Despite the extreme winter weather and enormous piles of snow everywhere, Hudson Valley Rising’s 2nd Annual One Billion Rising event at SUNY New Paltz was a success last Friday, February 14, with over 250 people in attendance – women, men, teenagers, children, SUNY students and staff, community activists, mothers and daughters, families, coworkers, artists, teachers, dancers, healers, visionaries for a new world.
In the large Multipurpose Room at Student Union Building, a DJ played popular tunes as the crowd milled and danced and exchanged smiles and hugs. Co-organizer Mary Goggin, a local W&P participant who was inspired by Eve Ensler’s public announcement of One Bilion Rising at W&P 2012, welcomed the attendees with enthusiasm. Assistant District Attorney of Ulster County XX spoke about the predicament that women and children facing domestic violence are in, and how difficult it is to seek help. The OBR video was then played, depicting women from around the globe suffering and then rising in collective survival and triumph. This was immediately followed by the flashmob of Break the Chain, OBR’s anthem. Students and community members of all ages, led by SUNY Residence Life Director and OBR dance teacher Corinna Caracci, danced side by side in this exhilarating dance sequence, singing along “this is my body, my body’s holy. No more excuses. No more abuses.” I looked around at the faces of my fellow dancers, smiling… moving… breathing in unison – young and old, racially diverse, all different kinds of bodies and skill levels – and inhaled the collective beauty of this movement for change that is vital to our world.

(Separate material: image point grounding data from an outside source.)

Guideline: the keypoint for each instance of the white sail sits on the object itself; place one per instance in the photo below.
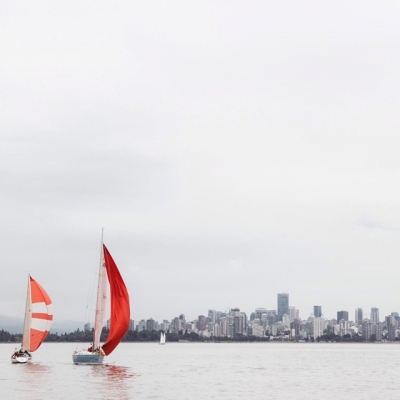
(101, 300)
(26, 337)
(162, 338)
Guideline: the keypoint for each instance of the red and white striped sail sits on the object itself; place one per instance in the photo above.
(101, 301)
(38, 316)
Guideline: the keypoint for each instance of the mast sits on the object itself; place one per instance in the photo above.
(101, 297)
(27, 319)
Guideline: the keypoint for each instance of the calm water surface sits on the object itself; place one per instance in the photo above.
(208, 371)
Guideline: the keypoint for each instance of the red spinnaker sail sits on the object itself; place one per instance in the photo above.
(120, 310)
(41, 315)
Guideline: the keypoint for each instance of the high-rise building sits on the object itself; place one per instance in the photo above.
(317, 311)
(358, 316)
(150, 325)
(318, 327)
(202, 323)
(212, 314)
(293, 313)
(343, 315)
(283, 305)
(131, 325)
(374, 315)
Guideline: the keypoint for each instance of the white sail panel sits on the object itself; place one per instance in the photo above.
(40, 308)
(101, 301)
(26, 337)
(39, 324)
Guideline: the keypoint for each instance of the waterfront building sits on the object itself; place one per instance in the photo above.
(317, 311)
(271, 317)
(131, 325)
(141, 326)
(293, 313)
(164, 325)
(286, 320)
(258, 330)
(377, 330)
(150, 325)
(358, 316)
(219, 315)
(391, 327)
(212, 315)
(344, 328)
(295, 326)
(318, 327)
(176, 325)
(202, 323)
(367, 329)
(259, 312)
(342, 315)
(374, 315)
(283, 305)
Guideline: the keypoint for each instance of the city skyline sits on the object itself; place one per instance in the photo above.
(231, 151)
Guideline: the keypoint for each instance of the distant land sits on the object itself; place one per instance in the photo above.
(15, 325)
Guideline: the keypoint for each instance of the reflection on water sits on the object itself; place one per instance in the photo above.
(116, 381)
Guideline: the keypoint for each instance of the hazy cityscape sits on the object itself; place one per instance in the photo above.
(282, 323)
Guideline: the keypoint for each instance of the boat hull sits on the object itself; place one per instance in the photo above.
(20, 359)
(86, 357)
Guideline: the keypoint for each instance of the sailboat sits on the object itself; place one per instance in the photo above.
(162, 338)
(37, 322)
(120, 312)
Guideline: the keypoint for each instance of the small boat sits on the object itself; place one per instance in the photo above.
(120, 312)
(37, 322)
(162, 338)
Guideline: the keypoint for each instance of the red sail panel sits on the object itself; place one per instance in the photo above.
(41, 315)
(120, 310)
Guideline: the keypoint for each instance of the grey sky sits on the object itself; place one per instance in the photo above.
(232, 150)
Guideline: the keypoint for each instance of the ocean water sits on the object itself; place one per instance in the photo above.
(208, 371)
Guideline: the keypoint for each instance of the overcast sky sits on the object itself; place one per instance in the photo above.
(232, 150)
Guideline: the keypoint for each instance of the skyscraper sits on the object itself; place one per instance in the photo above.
(317, 311)
(343, 315)
(283, 305)
(374, 315)
(358, 316)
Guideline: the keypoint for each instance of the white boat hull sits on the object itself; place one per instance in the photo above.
(87, 357)
(20, 359)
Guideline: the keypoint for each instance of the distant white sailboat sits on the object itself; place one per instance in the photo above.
(120, 312)
(37, 322)
(162, 338)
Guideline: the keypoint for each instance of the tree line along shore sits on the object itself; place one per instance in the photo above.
(154, 336)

After this joyful sequence, there was more dancing, including Drew’s Energy Dancers from Kingston that taught a few group dances. Toward the very end, Hudson River Playback Theatre offered a brief performance, inviting OBR attendees to express what the experience had meant to them. There were stories of the thrill of the flash mob; the acknowledgment of those suffering from violence; the hope and power of children participating; the relief and joy to rise together in community. Co-organizer Johanna Longbotham noted that this second year, the event had taken root in the community. “There were boys and men here. I feel the impact deepening, right in our community.” Eve Ensler who launched this worldwide action, would agree that it’s all about the local community events.
For myself, I feel so moved to be part of it, as an OWLC representative, a dancer, a supporter, a performer with HRPT. RISING feels different than fighting, or protesting. All of these actions are important, but there is something about framing this as RISING that makes my heart sing, lifting me out of the sorrow and rage, and letting my spirit soar.